During The Last Glacial Maximum Fires Were 10 Times More Common And Summer Temps 3-4°C Warmer Than Today

by K. Richard, August 3, 2020 in NoTricksZone


A new study finds that 26 to 19 thousand years ago, with CO2 concentrations as low as 180 ppm, fire activity was an order of magnitude more prevalent than today near the southern tip of Africa – mostly because summer temperatures were 3-4°C warmer.

We usually assume the last glacial maximum – the peak of the last ice age – was signficantly colder than it is today.

But evidence has been uncovered that wild horses fed on exposed grass year-round in the Arctic, Alaska’s North Slope, about 20,000 to 17,000 years ago, when CO2 concentrations were at their lowest and yet “summer temperatures were higher here than they are today” (Kuzmina et al., 2019). Horses had a “substantial dietary volume” of dried grasses year-round, even in winter at this time, but the Arctic is presently “no place for horses” because there is too little for them to eat, and the food there is to eat is “deeply buried by snow” (Guthrie and Stoker, 1990).
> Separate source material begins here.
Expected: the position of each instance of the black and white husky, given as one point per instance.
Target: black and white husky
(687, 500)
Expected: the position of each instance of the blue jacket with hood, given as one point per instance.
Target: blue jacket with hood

In a new study (Kraaij et al., 2020) find evidence that “the number of days per annum with high or higher fire danger scores was almost an order of magnitude larger during the LGM [last glacial maximum, 19-26 ka BP]  than under contemporary conditions” near Africa’s southernmost tip, and that “daily maximum temperatures were 3-4°C higher than present in summer (and 2-4°C lower than present in winter), which would have contributed to the high severity of fire weather during LGM summers.”

Neither conclusion – that surface temperatures would be warmer or that fires would be more common – would seem to be consistent with the position that CO2 variations drive climate or heavily contribute to fire patterns.